An hour to go, and they've already coated half of the room in ice water.
Good progress, Susan thinks.
There's a half an hour left before the charging will be complete, but the ice water situation is no longer getting them anywhere. Though it feels good, there's only so much sense in coating the floors in water. Susan thinks hard to figure out another source of cool, sweet relief, and she nearly trips when she stands up sharply, slipping a little on the water.

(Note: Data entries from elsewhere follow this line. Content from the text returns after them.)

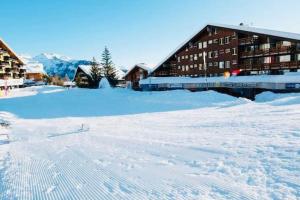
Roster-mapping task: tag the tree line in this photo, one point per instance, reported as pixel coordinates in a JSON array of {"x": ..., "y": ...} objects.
[{"x": 104, "y": 69}]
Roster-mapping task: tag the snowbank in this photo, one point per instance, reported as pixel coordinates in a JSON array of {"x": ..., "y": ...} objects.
[
  {"x": 53, "y": 102},
  {"x": 278, "y": 98}
]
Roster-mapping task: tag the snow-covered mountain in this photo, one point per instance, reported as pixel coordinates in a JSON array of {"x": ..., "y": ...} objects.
[{"x": 55, "y": 64}]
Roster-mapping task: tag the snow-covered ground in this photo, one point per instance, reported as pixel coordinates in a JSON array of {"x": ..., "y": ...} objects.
[{"x": 120, "y": 144}]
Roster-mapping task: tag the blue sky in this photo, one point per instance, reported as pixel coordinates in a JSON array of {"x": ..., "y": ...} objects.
[{"x": 134, "y": 30}]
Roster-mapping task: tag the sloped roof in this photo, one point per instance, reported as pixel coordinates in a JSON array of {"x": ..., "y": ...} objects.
[
  {"x": 10, "y": 51},
  {"x": 87, "y": 70},
  {"x": 280, "y": 34},
  {"x": 140, "y": 65}
]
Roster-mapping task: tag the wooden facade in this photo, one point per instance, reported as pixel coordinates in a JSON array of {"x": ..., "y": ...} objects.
[
  {"x": 35, "y": 76},
  {"x": 11, "y": 67},
  {"x": 135, "y": 74},
  {"x": 216, "y": 50},
  {"x": 82, "y": 77}
]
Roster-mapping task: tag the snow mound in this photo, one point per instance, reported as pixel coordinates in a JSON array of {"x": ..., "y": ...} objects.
[{"x": 104, "y": 84}]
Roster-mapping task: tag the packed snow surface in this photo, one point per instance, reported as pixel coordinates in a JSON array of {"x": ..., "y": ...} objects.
[{"x": 120, "y": 144}]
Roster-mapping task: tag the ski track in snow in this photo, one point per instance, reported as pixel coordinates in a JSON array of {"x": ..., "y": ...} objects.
[{"x": 244, "y": 151}]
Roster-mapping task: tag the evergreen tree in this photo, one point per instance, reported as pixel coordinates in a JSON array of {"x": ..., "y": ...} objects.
[
  {"x": 95, "y": 74},
  {"x": 109, "y": 70}
]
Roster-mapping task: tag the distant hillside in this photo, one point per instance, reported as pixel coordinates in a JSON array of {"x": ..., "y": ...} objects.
[{"x": 54, "y": 64}]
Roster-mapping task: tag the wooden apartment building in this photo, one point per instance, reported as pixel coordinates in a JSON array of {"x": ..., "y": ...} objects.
[
  {"x": 218, "y": 49},
  {"x": 135, "y": 74},
  {"x": 11, "y": 67}
]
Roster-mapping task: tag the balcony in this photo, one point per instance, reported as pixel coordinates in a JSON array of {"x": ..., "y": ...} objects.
[
  {"x": 7, "y": 70},
  {"x": 266, "y": 52},
  {"x": 245, "y": 41},
  {"x": 267, "y": 66},
  {"x": 4, "y": 64}
]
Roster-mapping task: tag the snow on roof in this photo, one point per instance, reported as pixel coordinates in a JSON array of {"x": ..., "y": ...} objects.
[
  {"x": 287, "y": 78},
  {"x": 87, "y": 69},
  {"x": 140, "y": 65},
  {"x": 281, "y": 34},
  {"x": 10, "y": 50}
]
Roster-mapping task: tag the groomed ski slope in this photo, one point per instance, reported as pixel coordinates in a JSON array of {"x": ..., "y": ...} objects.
[{"x": 119, "y": 144}]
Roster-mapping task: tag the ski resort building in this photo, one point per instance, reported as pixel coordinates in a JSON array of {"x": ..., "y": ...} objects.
[
  {"x": 135, "y": 74},
  {"x": 227, "y": 57},
  {"x": 12, "y": 72},
  {"x": 83, "y": 77},
  {"x": 217, "y": 49}
]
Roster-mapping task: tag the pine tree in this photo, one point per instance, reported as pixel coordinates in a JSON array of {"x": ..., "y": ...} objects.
[
  {"x": 109, "y": 70},
  {"x": 95, "y": 73}
]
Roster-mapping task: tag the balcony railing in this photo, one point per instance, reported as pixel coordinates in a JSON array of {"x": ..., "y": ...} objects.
[
  {"x": 277, "y": 65},
  {"x": 262, "y": 52},
  {"x": 244, "y": 41}
]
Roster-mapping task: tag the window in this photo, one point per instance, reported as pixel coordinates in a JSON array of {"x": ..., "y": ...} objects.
[
  {"x": 200, "y": 66},
  {"x": 195, "y": 56},
  {"x": 221, "y": 65},
  {"x": 221, "y": 41},
  {"x": 200, "y": 45},
  {"x": 226, "y": 40},
  {"x": 286, "y": 43},
  {"x": 267, "y": 59},
  {"x": 286, "y": 58},
  {"x": 265, "y": 46},
  {"x": 215, "y": 54},
  {"x": 227, "y": 64},
  {"x": 234, "y": 51},
  {"x": 233, "y": 37}
]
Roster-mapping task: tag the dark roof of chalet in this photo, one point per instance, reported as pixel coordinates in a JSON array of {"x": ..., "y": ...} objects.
[
  {"x": 10, "y": 51},
  {"x": 140, "y": 65},
  {"x": 243, "y": 29}
]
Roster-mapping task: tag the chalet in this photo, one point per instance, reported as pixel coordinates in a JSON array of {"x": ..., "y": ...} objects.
[
  {"x": 135, "y": 74},
  {"x": 34, "y": 70},
  {"x": 83, "y": 77},
  {"x": 217, "y": 49},
  {"x": 12, "y": 72}
]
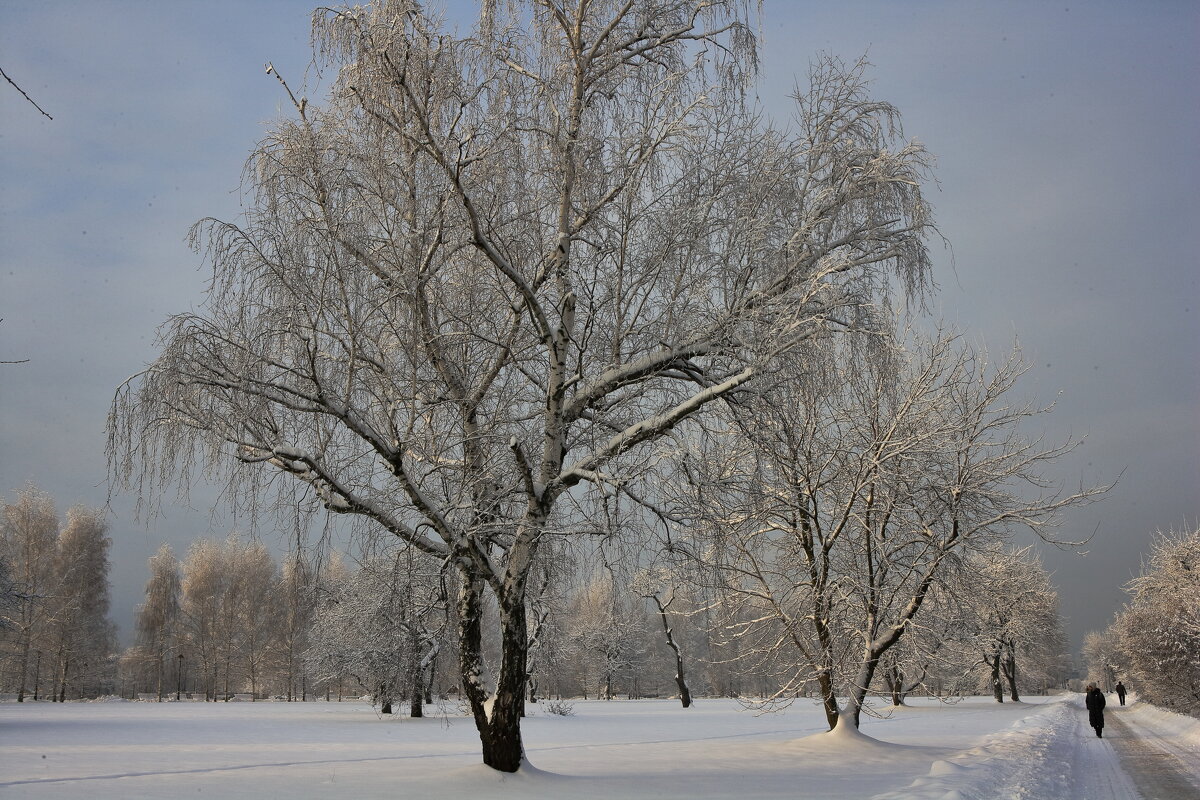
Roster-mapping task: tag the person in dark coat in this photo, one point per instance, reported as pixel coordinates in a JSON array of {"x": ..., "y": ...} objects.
[{"x": 1095, "y": 703}]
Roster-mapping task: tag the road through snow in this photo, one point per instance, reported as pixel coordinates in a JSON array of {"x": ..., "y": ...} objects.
[{"x": 1163, "y": 767}]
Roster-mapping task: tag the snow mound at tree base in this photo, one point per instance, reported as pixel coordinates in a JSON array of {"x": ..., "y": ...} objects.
[{"x": 1030, "y": 759}]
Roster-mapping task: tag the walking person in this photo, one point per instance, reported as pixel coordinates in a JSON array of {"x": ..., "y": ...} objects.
[{"x": 1095, "y": 703}]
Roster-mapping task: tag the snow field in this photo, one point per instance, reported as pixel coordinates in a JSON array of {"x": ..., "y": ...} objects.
[{"x": 623, "y": 749}]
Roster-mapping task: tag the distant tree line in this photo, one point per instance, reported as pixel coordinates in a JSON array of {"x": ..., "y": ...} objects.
[
  {"x": 229, "y": 621},
  {"x": 57, "y": 639},
  {"x": 1153, "y": 644}
]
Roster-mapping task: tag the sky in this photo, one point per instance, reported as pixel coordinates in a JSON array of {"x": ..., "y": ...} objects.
[{"x": 1066, "y": 136}]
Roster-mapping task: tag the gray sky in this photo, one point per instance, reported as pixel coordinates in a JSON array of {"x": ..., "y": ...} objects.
[{"x": 1066, "y": 133}]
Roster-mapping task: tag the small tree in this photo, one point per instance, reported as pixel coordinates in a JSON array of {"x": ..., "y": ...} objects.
[
  {"x": 843, "y": 503},
  {"x": 1013, "y": 614},
  {"x": 160, "y": 617},
  {"x": 383, "y": 626},
  {"x": 30, "y": 529},
  {"x": 1158, "y": 633}
]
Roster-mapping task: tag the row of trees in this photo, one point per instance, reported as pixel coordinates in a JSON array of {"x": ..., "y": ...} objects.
[
  {"x": 55, "y": 635},
  {"x": 507, "y": 287},
  {"x": 1153, "y": 644},
  {"x": 227, "y": 620}
]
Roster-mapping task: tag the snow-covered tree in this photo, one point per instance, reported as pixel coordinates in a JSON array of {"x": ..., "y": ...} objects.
[
  {"x": 30, "y": 530},
  {"x": 205, "y": 582},
  {"x": 79, "y": 632},
  {"x": 297, "y": 597},
  {"x": 496, "y": 269},
  {"x": 837, "y": 501},
  {"x": 1158, "y": 633},
  {"x": 1013, "y": 617},
  {"x": 383, "y": 626},
  {"x": 157, "y": 624}
]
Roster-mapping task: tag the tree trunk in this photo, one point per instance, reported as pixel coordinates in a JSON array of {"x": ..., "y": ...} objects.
[
  {"x": 499, "y": 732},
  {"x": 828, "y": 699},
  {"x": 1011, "y": 677},
  {"x": 997, "y": 689},
  {"x": 415, "y": 673},
  {"x": 681, "y": 681},
  {"x": 25, "y": 643},
  {"x": 859, "y": 690}
]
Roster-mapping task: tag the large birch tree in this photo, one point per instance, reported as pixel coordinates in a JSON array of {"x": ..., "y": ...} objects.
[{"x": 497, "y": 270}]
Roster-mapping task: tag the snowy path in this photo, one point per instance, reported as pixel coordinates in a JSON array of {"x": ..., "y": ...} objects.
[
  {"x": 637, "y": 750},
  {"x": 1163, "y": 767},
  {"x": 1096, "y": 767}
]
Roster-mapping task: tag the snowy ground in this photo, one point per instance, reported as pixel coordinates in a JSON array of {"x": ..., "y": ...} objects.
[{"x": 642, "y": 749}]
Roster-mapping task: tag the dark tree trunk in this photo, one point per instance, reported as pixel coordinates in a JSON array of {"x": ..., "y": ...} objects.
[
  {"x": 681, "y": 680},
  {"x": 1011, "y": 677},
  {"x": 499, "y": 733},
  {"x": 858, "y": 692},
  {"x": 828, "y": 699},
  {"x": 997, "y": 687}
]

"Grandfather!" she shouts in the silence, though they're all right there. He gives her a stern gaze, shaking his head lightly, and she quiets down considerably.
"That old junk room in the back hall, it's still on the left, right?" she asks eagerly, and he nods, not saying anything to her as she goes sprinting off into the TARDIS. The quiet resumes—with a few crashes and clangs from the junk room as Susan sorts through it, he supposes—and is soon joined by the low hum of the machine in the next room shooting out ice cubes. Why she wants them is beyond the Doctor, but he's not going to get up to go check.
They're all a little surprised when she drags a large, plastic circular pool into the console room and stands beside it with a proud gesture. It's filled with ice cubes.
Barbara regrets nothing and goes to stand in the pool, nodding.
"This is really good. Try this," she directs them, pointing sternly at the pool. She—much to Ian's shock—slips her thin sweater off over her head, only in her slip, and shimmies her skirt up as high as is decent before sitting down in the ice cubes, her arms hanging over the edge.
Susan slides in beside her with a grin, and soon the four of them are flung in this tiny ice cube pool, sighing with pleasure at the cold. Susan is asleep, and Barbara and Ian look practically comatose when the Doctor gets out of the pool to check the charger.
"Susan," he says sharply, enough to fling her out of sleep, and she blinks before looking at him eagerly.
"Is it done?" she asks excitedly, her excitement catching the attention of her two pool-mates.
"Please tell me that we can go," Ian begs them.
"Child, you read the label completely wrong!"
She frowns and climbs out of the pool to look over the instruction pamphlet again, and her face falls. She's not stupid, she knows...just distracted, often.
"Oh," is all she can say, and she offers him an apologetic smile. "It said one hundred and twenty seconds, not...not minutes."
Two hours they'd waited. Two hours for absolutely no reason other than to dump ice cubes around.
"But look on the bright side," she says proudly. "We have a really great pool now!"
The Doctor swears he will never loom a child ever again.